NPC Consignment in Cities
Not everyone wants to maintain a house, and not everyone is ready to set up shop. That's where city NPCs come in.
Players will be able to hand their goods over to existing NPC shopkeepers in towns and cities. The blacksmith, the alchemist, the general goods merchant. These NPCs will then sell your items alongside their usual stock, taking a commission for the service.
Want to sell a batch of steel swords? Bring them to the city blacksmith. A traveler browsing his wares might pick up yours without even realizing it was player-crafted. Or they might notice the quality and start asking around about who made it.
This system means that cities stay relevant as trade hubs.
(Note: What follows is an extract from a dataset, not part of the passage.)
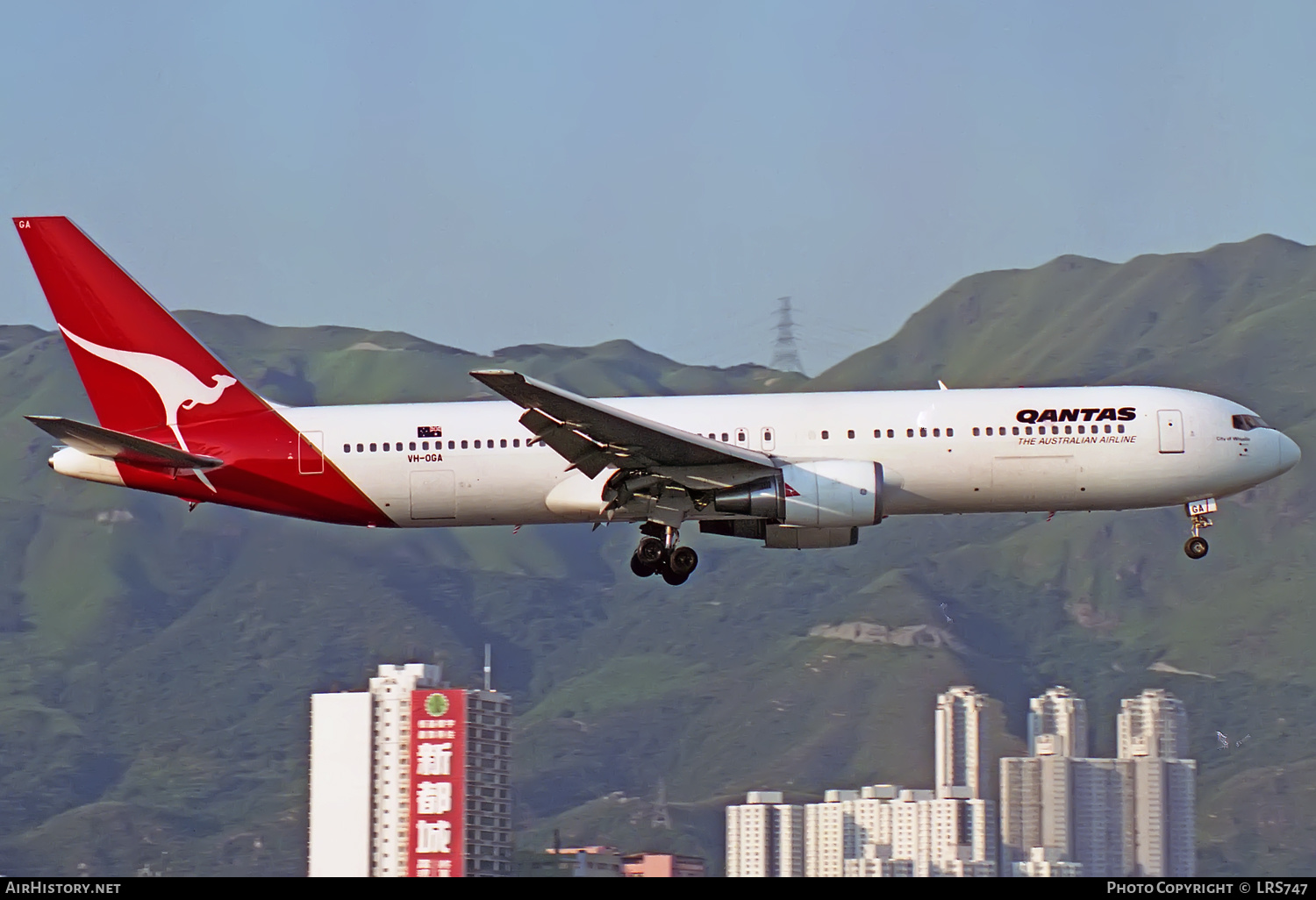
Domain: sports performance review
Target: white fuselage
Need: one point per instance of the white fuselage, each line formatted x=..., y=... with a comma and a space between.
x=1108, y=447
NPCs feel like participants in the economy rather than static vending machines. And new players experience a world where the line between the game's economy and the players' economy is beautifully blurred.
What I'm Really Building
At the end of the day, this isn't just about where you click to buy a helmet. It's about what kind of world I want to build.
I want a world where trading is an adventure in itself. Where finding a great deal feels like finding treasure. Where crafters become known by name. Where a trip into town is full of surprises.